Safety of Pembroria® during non-medical switching from Keytruda® in patients with advanced malignant neoplasms of various localizations: the REFLECTION real-world study
- Authors: Choynzonov E.L.1,2, Fedenko A.A.3, Falaleeva N.A.4, Andreeva T.V.5, Afanas'ev S.G.1, Bakaev Z.A.6, Valiev D.I.7, Volkov A.A.8, Kolomiets L.A.1, Krashikhina T.V.9, Miller S.V.1, Mikhaliuk V.V.10, Ogloblin A.N.11, Orlova S.A.12, Pataliak S.V.1, Pokataev I.A.13, Popova N.O.1, Rebrina O.V.5, Safin R.N.14, Stradaeva I.I.15, Trefilova I.V.16, Usol'tseva I.S.17, Usynin E.A.1, Sharov S.V.18, Iukal'chuk D.I.19, Iasieva A.R.13
-
Affiliations:
- Cancer Research Institute – branch of the Tomsk National Research Medical Center of the Russian Academy of Sciences
- Siberian State Medical University
- Hertsen Moscow Oncology Research Institute – branch of the National Medical Research Radiological Centre
- Tsyb Medical Radiological Research Center – branch of the National Medical Research Radiological Centre
- Smolensk Regional Oncologic Clinical Dispensary
- Khimki Hospital
- City Clinical Hospital No. 8
- PET Technology Center LLC
- Moscow Center for Restorative Treatment LLC
- Nizhnevartovsk Oncologic Dispensary
- Oryol Oncological Dispensary
- Republican Clinical Oncologic Dispensary
- Yudin Moscow City Hospital
- Sigal Republican Clinical Oncological Dispensary
- PET-Technology LLC
- Perm Krai Clinical Hospital
- Sakhalin Regional Oncologic Dispensary
- Clinical Oncologic Dispensary No. 1
- Regional Oncologic Dispensary
- Issue: Vol 26, No 2 (2024)
- Pages: 173-181
- Section: Articles
- URL: https://journals.rcsi.science/1815-1434/article/view/260599
- DOI: https://doi.org/10.26442/18151434.2024.2.202744
- ID: 260599
Cite item
Full Text
Abstract
Background. Post-registration observational studies with switching therapy from the original drug to a biosimilar for non-medical indications allow us to assess the safety and effectiveness of this type of switching in real clinical practice.
Aim. Evaluation of the safety and effectiveness of non-medical switching from the original drug Keytruda® to the biosimilar drug Pembroria® in patients with various oncological pathologies in real clinical practice (REFLECTION).

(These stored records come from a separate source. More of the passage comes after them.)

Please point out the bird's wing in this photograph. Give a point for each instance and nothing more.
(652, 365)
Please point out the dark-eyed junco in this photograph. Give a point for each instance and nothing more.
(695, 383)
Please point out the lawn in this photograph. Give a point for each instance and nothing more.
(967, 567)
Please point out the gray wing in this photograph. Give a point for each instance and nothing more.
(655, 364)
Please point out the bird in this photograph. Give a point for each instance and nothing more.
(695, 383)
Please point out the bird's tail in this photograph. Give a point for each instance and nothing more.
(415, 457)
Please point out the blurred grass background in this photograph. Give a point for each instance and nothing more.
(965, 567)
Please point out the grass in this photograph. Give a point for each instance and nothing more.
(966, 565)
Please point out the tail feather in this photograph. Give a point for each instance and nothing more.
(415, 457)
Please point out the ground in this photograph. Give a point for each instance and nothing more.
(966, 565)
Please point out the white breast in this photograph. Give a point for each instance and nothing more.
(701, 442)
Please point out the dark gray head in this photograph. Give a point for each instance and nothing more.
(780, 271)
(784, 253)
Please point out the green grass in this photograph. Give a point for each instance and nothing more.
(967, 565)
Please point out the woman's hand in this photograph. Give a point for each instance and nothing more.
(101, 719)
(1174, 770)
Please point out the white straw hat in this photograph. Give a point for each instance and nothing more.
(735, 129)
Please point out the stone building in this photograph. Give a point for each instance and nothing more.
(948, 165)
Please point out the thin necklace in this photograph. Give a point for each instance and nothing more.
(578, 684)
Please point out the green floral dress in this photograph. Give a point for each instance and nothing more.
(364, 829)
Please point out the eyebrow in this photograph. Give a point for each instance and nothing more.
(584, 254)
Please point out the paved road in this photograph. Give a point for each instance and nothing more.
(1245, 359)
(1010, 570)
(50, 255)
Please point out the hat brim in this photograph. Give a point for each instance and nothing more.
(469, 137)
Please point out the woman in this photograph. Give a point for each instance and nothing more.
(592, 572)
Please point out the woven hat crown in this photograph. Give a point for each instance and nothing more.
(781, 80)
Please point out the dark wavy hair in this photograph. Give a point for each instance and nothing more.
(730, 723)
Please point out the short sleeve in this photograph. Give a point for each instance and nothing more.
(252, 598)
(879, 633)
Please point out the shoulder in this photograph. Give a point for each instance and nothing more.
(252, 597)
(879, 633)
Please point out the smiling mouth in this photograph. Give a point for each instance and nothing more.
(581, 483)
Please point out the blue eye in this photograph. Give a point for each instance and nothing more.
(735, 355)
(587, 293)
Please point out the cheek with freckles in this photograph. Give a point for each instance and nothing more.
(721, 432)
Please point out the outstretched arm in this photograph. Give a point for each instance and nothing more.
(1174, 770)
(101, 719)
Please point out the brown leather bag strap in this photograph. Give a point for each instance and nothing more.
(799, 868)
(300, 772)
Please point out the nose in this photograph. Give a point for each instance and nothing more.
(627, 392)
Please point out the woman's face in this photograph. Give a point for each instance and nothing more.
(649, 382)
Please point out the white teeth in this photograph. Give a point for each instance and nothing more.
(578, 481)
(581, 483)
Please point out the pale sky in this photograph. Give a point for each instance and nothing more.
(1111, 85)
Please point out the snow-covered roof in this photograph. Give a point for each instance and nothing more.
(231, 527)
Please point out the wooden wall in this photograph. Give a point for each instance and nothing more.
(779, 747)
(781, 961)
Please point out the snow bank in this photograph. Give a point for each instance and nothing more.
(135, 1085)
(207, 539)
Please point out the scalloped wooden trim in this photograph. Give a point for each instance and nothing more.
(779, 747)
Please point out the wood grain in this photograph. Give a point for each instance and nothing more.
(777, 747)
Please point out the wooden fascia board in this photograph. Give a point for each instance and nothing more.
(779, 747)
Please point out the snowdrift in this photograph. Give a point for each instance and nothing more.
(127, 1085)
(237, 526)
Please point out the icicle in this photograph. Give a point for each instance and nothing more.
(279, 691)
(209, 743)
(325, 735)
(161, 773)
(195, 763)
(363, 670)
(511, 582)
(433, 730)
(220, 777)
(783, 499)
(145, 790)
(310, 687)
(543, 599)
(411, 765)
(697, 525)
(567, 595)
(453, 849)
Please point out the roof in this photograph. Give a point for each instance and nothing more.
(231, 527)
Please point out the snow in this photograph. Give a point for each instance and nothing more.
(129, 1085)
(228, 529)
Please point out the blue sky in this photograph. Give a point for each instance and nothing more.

Materials and methods. A retrospective analysis of data from electronic medical records from 21 medical institutions of the Russian Federation for the period 2020–2023 was carried out. Data were included from patients with cancer of various locations who received at least 2 injections of Keytruda® followed by switching to Pembroria® for non-medical indications (at least 2 injections). Primary criteria: incidence of immune-mediated adverse reactions (ImARs) of any severity. Secondary indicators: incidence of ImARs of various degrees of severity and infusion reactions, frequency of objective response rate (according to RECIST 1.1 criteria).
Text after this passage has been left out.